Just to give an update, right now I am gravitating towards one or two options. First I'm gonna switch the cable and get Ferrite Rings to supress magnetic interferences. If that doesn't work I'm gonna get a new PSU and if that doesn't work I will switch to an Interface that isn't USB powered.
I hadn't gathered from your previous posts that you intentionally had the MOTU configured as the default audio device. This is not a recommended configuration for serious audio work.
What I was suggesting by the trial separation of DAW output (via the MOTU) and system sound output (via the PC soundcard) was as a diagnostic step, so you could see whether these regular low-level beeps are originating as system sounds, or are some function of your DAW and ASIO driver.
Interesting. I always thought the "best practice" was to disable the built in audio. Wouldn't that make the audio interface the default sound device by default lol?
I'm wondering if I've been Doug something wrong all this time.
Yes, it would. When I've installed audio interfaces, both for myself and for other users, I usually make sure the default audio is the CPU motherboard, or whatever other output channel the user wants. There are special cases, such as podcasting, where you may want system audio to go through the main audio interface, but for DAW work, it's best to keep the squawks and bleeps out of your headphones and main monitors.

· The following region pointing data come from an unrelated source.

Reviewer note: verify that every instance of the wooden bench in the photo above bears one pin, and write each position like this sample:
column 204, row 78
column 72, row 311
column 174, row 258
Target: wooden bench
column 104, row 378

I agree with you on that point. It's just not practical in my case since I do a lot of work in between DAW and Game Engine and I need my Interface for proper monitoring outside of the DAW.
I'm gonna give this a try on my new system, the onboard audio might end up useful. I've always just disabled system sounds anyway, as they kind of bug me lol.
I'll say it again - you need to diagnose your problem. The way you go about a logical diagnosis has nothing to do with how you want or need to run your system in normal operation. For diagnostic purposes, you need to split the sound routes out of the computer so that the DAW output comes out of your MOTU and everything else outputs via the motherboard audio.
If the low-level beeping now comes out of the motherboard port, you can forget about the DAW and the ASIO driver being a problem, and look at the rest of the system to see where it's originating. It may be that you will find that some other sound source has controls that allow you to choose the audio device it uses, or it may have its own slider in the expanded controls of the system audio. Try bringing all the sliders to zero, then see which one, if any, controls the beeping volume.
If the beeping sound continues to play out of the MOTU even when the DAW is the only thing that uses that output, you have to break that path down. Route the DAW output to the motherboard audio and see if the beeping moves. If it stays on the MOTU, then either the ASIO driver is awry, or your M2 interface has internal gremlins.
Then quickly restore your routing to shoving everything out through the MOTU, as you wanted it, and take time to ponder over your findings.
Just wanted to give an Update:
After testing out some things and not getting any result, I was close to buying a new PSU (Probably will do that anyway in foreseeable time, thinking about one from Seasonic), but before I did I switched my graphics card with an older one I still had here and so far, after more then 6 hours of runtime, no buzzing whatsoever. I am still careful with predictions but it actually seems like it was the GPU causing interferences.
Thanks again for all the input.
If it's an NVIDIA graphics card I can link you to some tweaks for it.
It's an AMD Card, but I would still be interested on what you would tweak exactly.
not sure how many pci slots you have but you can often fix things like this by simply placing your cards in a different order.
If I recall from my last build... the graphic goes on top of the slots, or just below the main interface port (not sure) but placing pci cards in a particular order has always been something I do, to get the best and quietest results in a pro audio recording system.
I also use a separate power supply just for the AD converter. Makes a big difference when it comes down to ultra quiet.